Ad esempio nell’alchimia del susseguirsi delle stagioni il fuoco corrisponde, idealmente, al cambiamento, a una lenta evoluzione. Potremmo identificare nell’autunno e nell’inverno il tempo del riposo, un sonno antecedente alla trasformazione; il tempo della cura, del nido, della tana o del bozzolo nel quale rifugiarsi attendendo e ascoltando il respiro della terra, di quella terra che è madre e culla per conservare, crescere e nutrirsi; un pò come il tempo dell’inspirazione, dell'ossigenazione dei polmoni che serve a incamerare quell’energia vitale che consente all’organismo di crescere. La primavera e l’estate divengono così il tempo della rinascita, della vita che cresce ed esplode protendendosi verso il sole, il tempo della maturazione, del calore e dell’espirazione, del rosso, del fuoco.
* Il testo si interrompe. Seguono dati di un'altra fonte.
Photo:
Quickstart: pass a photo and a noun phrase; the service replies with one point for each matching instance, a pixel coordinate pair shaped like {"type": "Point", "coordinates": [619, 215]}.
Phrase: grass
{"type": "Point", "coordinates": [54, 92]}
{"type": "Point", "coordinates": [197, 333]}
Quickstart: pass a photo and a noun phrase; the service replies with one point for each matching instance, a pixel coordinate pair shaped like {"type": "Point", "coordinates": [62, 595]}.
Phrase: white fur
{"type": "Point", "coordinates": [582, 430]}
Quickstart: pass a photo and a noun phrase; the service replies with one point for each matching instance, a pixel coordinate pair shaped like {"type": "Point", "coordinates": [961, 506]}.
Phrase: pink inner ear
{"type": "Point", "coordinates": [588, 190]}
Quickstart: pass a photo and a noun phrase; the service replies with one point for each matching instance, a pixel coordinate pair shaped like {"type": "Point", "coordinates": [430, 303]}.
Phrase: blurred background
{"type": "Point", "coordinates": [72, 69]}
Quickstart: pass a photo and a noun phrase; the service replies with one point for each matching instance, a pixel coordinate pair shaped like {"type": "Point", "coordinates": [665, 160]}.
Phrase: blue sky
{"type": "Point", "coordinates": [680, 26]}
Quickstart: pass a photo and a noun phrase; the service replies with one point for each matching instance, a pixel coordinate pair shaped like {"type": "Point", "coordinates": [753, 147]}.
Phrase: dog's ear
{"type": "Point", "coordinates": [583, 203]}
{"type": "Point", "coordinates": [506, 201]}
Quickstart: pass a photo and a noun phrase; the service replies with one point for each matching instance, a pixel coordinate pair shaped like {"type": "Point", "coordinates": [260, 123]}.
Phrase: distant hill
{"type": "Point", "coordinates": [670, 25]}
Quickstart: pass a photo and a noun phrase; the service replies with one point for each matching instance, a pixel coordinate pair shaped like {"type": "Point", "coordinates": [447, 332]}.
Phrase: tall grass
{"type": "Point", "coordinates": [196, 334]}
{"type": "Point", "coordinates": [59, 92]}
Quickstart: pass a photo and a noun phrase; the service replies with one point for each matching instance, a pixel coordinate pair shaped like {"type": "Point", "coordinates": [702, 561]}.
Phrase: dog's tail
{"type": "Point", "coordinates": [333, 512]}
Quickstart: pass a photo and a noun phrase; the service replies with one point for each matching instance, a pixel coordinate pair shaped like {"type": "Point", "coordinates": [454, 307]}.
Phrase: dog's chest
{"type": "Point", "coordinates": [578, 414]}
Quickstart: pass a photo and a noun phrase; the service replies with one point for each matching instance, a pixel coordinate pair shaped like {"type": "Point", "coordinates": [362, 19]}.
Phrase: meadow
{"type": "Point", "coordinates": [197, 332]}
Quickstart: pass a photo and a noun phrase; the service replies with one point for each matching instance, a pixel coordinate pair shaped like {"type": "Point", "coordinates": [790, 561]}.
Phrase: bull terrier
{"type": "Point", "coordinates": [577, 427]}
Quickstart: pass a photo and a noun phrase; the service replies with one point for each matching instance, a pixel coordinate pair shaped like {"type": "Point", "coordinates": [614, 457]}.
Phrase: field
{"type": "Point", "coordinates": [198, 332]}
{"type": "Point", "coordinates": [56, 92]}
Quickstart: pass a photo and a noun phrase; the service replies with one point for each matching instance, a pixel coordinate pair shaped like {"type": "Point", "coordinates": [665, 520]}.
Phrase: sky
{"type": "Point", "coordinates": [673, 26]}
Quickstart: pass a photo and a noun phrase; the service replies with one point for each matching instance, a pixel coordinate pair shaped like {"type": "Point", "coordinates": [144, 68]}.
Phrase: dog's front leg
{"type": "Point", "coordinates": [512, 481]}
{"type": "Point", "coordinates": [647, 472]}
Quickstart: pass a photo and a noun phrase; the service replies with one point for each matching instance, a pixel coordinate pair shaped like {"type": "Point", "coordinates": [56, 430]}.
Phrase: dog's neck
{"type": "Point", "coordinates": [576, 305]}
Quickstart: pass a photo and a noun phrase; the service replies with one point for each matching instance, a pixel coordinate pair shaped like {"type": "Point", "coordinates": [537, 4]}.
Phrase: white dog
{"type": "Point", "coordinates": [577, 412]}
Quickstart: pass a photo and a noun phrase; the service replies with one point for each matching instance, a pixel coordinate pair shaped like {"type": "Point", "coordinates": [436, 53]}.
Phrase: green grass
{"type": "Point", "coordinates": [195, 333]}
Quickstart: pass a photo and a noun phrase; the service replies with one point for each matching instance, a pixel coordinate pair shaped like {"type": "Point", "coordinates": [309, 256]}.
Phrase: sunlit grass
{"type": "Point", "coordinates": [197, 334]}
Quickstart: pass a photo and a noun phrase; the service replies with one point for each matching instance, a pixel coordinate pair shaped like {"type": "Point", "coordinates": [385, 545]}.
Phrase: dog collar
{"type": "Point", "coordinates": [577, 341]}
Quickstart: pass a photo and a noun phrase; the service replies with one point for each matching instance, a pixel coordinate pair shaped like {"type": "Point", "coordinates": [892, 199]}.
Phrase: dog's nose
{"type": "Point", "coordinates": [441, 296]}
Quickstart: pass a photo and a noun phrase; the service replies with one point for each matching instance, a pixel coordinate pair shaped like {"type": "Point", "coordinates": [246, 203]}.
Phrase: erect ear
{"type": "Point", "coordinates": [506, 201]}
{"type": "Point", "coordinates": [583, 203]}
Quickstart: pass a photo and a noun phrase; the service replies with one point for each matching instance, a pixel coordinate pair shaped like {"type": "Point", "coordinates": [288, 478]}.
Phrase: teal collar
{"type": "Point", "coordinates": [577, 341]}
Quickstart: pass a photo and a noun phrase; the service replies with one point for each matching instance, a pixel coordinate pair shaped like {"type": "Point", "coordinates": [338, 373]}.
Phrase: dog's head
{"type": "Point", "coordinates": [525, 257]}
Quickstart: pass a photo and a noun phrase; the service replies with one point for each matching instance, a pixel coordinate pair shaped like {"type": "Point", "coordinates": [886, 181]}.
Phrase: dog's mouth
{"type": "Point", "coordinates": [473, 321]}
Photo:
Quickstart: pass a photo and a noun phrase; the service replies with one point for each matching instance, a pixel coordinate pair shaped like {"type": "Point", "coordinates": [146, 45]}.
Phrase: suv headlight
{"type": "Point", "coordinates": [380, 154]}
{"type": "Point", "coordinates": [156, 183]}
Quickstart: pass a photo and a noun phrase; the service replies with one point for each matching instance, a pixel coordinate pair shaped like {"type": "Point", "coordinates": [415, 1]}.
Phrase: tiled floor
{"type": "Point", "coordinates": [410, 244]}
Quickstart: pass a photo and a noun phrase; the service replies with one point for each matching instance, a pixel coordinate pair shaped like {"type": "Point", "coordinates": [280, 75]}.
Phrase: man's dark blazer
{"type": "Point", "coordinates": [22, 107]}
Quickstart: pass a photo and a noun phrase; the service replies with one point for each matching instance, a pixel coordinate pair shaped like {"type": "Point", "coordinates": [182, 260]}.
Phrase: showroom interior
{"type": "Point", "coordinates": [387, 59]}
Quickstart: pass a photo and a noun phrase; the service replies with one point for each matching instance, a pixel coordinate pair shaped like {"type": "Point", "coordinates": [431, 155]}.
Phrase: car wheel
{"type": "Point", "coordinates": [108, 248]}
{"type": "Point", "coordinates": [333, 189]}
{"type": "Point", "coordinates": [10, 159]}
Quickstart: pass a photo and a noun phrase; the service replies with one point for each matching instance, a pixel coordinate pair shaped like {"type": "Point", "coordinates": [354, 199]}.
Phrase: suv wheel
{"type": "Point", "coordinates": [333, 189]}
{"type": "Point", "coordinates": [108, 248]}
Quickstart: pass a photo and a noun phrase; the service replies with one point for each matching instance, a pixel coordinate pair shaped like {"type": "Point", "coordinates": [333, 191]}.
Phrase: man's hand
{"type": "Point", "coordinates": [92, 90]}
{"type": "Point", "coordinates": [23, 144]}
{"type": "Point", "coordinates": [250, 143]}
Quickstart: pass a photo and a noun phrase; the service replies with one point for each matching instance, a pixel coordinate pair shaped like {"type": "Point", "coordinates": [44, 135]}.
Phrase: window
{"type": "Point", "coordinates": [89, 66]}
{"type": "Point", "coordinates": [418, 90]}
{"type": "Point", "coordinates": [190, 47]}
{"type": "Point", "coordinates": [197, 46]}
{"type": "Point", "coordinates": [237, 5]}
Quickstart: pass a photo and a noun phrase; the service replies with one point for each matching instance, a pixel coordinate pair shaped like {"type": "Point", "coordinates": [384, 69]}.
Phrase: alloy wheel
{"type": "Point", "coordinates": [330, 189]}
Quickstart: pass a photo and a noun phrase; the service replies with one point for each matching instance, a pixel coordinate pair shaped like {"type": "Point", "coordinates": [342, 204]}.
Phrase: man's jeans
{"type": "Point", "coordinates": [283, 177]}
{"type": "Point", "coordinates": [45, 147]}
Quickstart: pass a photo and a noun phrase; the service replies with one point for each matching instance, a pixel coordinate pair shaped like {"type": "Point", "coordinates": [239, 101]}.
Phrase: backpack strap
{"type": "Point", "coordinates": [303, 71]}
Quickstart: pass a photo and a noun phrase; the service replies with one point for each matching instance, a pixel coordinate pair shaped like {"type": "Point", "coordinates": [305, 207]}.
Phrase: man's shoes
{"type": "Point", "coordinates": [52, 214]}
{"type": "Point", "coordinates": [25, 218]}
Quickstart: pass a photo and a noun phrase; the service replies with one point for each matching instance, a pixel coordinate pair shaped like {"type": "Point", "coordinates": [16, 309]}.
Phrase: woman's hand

Il Fuoco quindi può insegnarci in questa chiave la dimensione del tempo che scorre e permette di relazionarci positivamente ai cambiamenti, senza doverli subire passivamente ma diventandone artefici consapevoli. Il fuoco che cresce, che cambia e che si spegne lasciando sulla terra la cenere, come se fosse la traccia concreta di un’esperienza vissuta, può metaforicamente essere equiparato a una grande trasformazione che possiamo essere in grado di dominare con l’esperienza. Esperienza la quale è di fondamentale importanza farne tesoro, metabolizzare, lasciare che guidi le nostre azioni che ogni giorno saranno caratterizzate da crescente saggezza.

Analogamente infatti la Fenice trasporta i resti in cenere del suo genitore nel Tempio del Sole come se idealmente i suoi predecessori rappresentassero per lei una sorta di patrimonio, di coscienza storica da proteggere e depositare in un luogo sacro, anzi nel luogo più sacro, perchè non andasse perduto. Anche le teorie reincarnazioniste, secondo le quali l’uomo raccoglierebbe nella successione delle esistenze ciò che ha seminato durante ogni vita, attribuiscono alle sue azioni uno stretto rapporto con lo sviluppo progressivo della sua coscienza. Le sue azioni diventano quindi frutto della crescita spirituale via via acquisita, come somma delle esperienze nelle diverse vite che le religioni orientali chiamano ad esempio karma, perchè ogni esperienza, dalla più traumatica e dolorosa a quella più appagante, può migliorare l’uomo che ricerca. 
E con questa consapevolezza potrò andarmene quel giorno forse un po’ più sereno, come mio nonno.